Expression of neuron-specific enolase in multiple myeloma and implications for clinical diagnosis and treatment

• Published in: PloS one Vol. 9; no. 5; p. e94304
• Main Authors: Yang, Haiping, Mi, Ruihua, Wang, Qian, Wei, Xudong, Yin, Qingsong, Chen, Lin, Zhu, Xinghu, Song, Yongping
• Format: Journal Article
• Language: English
• Published: United States Public Library of Science 05.05.2014; Public Library of Science (PLoS)

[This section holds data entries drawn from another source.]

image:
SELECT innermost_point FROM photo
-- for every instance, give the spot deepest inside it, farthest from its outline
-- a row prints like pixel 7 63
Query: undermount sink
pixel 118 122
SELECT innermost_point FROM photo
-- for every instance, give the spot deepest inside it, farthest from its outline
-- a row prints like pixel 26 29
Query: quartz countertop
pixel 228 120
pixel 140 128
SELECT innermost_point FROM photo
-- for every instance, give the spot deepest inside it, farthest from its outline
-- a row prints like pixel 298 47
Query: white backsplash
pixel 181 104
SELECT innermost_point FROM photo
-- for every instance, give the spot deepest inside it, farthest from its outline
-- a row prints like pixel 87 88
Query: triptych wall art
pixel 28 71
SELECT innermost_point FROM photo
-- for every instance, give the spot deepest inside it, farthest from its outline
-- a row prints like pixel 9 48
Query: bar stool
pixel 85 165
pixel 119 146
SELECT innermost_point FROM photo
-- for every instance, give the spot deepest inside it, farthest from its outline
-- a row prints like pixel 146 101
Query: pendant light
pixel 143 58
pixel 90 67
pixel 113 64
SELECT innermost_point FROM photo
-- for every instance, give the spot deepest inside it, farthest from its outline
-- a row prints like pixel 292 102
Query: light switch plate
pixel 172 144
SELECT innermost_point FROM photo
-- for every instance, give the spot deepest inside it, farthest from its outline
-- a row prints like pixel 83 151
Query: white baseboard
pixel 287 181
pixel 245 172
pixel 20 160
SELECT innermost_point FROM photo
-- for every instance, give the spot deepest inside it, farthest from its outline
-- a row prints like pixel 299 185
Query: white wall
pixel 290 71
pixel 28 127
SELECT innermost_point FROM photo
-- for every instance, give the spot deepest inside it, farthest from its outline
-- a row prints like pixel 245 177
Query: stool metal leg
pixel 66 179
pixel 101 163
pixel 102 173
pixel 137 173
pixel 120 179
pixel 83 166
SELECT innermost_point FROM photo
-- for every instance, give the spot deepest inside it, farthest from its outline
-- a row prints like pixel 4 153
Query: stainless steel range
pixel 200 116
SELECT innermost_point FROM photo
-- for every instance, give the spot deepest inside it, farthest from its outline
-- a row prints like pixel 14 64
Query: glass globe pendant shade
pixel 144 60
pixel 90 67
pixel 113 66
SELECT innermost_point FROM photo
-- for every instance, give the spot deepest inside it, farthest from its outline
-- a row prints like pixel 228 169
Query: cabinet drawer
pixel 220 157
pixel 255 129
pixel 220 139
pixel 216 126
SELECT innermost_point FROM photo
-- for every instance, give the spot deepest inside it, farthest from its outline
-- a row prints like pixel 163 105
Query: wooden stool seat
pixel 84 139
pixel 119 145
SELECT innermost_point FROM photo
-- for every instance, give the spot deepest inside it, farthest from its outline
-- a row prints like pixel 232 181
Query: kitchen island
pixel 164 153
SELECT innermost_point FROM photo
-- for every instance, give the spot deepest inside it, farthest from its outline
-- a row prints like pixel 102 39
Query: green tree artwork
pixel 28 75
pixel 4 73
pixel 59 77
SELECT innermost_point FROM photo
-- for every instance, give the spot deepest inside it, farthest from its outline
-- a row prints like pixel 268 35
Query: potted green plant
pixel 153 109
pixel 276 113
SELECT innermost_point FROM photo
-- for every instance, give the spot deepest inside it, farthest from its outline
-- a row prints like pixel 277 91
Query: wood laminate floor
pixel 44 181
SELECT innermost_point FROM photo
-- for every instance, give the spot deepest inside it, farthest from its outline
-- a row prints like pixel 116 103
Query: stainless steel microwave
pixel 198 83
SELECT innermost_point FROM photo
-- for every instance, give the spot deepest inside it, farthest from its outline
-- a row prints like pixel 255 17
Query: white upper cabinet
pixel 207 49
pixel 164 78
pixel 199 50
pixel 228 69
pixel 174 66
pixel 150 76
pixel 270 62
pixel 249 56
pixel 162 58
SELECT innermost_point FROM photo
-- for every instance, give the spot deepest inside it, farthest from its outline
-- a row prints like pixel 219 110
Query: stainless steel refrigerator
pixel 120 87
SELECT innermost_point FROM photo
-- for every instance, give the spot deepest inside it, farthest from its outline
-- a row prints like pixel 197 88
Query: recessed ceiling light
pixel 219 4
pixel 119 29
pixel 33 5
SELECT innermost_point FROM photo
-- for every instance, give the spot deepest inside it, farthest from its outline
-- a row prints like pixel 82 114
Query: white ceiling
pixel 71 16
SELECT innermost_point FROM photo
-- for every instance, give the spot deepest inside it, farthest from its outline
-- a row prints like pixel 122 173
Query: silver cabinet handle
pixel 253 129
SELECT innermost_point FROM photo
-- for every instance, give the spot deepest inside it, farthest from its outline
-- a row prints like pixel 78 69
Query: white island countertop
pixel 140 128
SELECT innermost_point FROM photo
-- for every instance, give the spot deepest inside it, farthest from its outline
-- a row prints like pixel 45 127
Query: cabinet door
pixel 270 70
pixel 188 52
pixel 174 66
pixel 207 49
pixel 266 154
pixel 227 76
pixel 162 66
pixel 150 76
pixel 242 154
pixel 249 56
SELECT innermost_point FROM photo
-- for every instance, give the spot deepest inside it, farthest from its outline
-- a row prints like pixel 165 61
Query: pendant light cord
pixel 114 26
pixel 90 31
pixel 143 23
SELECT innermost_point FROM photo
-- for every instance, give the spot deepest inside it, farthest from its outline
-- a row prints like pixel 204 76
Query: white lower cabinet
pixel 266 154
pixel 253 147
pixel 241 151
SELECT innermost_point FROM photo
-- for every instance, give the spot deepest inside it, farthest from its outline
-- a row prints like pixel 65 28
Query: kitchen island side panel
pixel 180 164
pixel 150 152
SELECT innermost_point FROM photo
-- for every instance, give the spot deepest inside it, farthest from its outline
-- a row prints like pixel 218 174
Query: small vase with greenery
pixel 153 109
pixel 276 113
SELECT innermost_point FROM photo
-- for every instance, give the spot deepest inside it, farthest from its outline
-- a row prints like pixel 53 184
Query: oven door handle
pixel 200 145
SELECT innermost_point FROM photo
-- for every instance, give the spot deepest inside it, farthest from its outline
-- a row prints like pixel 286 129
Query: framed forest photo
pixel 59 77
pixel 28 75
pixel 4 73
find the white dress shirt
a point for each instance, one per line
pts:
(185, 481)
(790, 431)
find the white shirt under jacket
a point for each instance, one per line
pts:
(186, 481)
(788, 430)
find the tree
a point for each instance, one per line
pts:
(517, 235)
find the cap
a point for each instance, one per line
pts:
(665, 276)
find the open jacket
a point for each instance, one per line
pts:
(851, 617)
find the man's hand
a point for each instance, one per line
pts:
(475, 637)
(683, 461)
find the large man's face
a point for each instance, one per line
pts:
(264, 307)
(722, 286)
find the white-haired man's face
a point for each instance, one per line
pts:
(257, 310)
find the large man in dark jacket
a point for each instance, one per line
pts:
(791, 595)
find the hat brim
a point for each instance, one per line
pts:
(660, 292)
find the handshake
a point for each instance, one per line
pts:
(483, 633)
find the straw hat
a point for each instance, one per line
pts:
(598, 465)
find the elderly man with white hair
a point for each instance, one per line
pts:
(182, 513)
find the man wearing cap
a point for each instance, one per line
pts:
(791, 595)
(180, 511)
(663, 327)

• Subjects: Adult; Age; Aged; Aged, 80 and over; Bioindicators; Biology and Life Sciences; Biomarkers; Biomarkers, Tumor - blood; Biopsy; Blood tests; Bone marrow; Cancer; Chemotherapy; Disease; Electrochemiluminescence; Female; Gene Expression Regulation, Enzymologic; Gene Expression Regulation, Neoplastic; Hematology; Hospitals; Humans; Immunoassay; Immunohistochemistry; Lung cancer; Lung diseases; Lung Neoplasms - blood; Lung Neoplasms - diagnosis; Lung Neoplasms - drug therapy; Lungs; Male; Medical diagnosis; Medical imaging; Medical prognosis; Medical treatment; Medicine and Health Sciences; Middle Aged; Multiple myeloma; Multiple Myeloma - blood; Multiple Myeloma - diagnosis; Multiple Myeloma - drug therapy; Neoplasm Proteins - blood; Neurons; Patients; Phosphopyruvate hydratase; Phosphopyruvate Hydratase - blood; Proteins; Research and Analysis Methods; Serum levels; Small cell lung carcinoma; Small Cell Lung Carcinoma - blood; Small Cell Lung Carcinoma - diagnosis; Small Cell Lung Carcinoma - drug therapy; Statistical analysis; Tumor markers; Urine; China
• ISSN: 1932-6203; 1932-6203
• DOI: 10.1371/journal.pone.0094304

To determine the expression of neuron-specific enolase (NSE) in patients with multiple myeloma (MM) and to evaluate its clinical value as a tumor marker and, an indicator of disease progression and treatment efficacy. Using electrochemiluminescence immunoassay (ECLIA), we measured the serum levels of NSE in 47 healthy subjects (control group), 25 patients with small cell lung cancer (lung cancer group), and 52 patients with MM (MM group). For the MM group, serum NSE levels were measured and other disease indicators and related symptoms were monitored before and after chemotherapy. The relationship between NSE expression and other MM-related factors was analyzed. In addition, immunohistochemical staining was performed on bone marrow biopsy specimens from patients with MM. In the control group, serum NSE levels were within the normal range as previously reported, while the lung cancer group and the untreated MM group exhibited NSE levels that were significantly higher relative to the control group (P<0.05). The difference in NSE expression between the lung cancer group and untreated MM group was statistically significant (P<0.05). NSE levels were significantly decreased in MM patients after chemotherapy and were positively correlated with an MM disease index [beta-2 microglobulin (β2-MG)]. Changes in NSE were not related to the response rate to chemotherapy but rather were correlated with progression-free survival. Patients with MM may have increased serum NSE levels, and changes in NSE may provide insight into treatment efficacy of chemotherapy and disease progression. Perhaps NSE expression is a viable biomarker for MM and can be a useful reference for the design and adjustment of clinical MM treatment programs.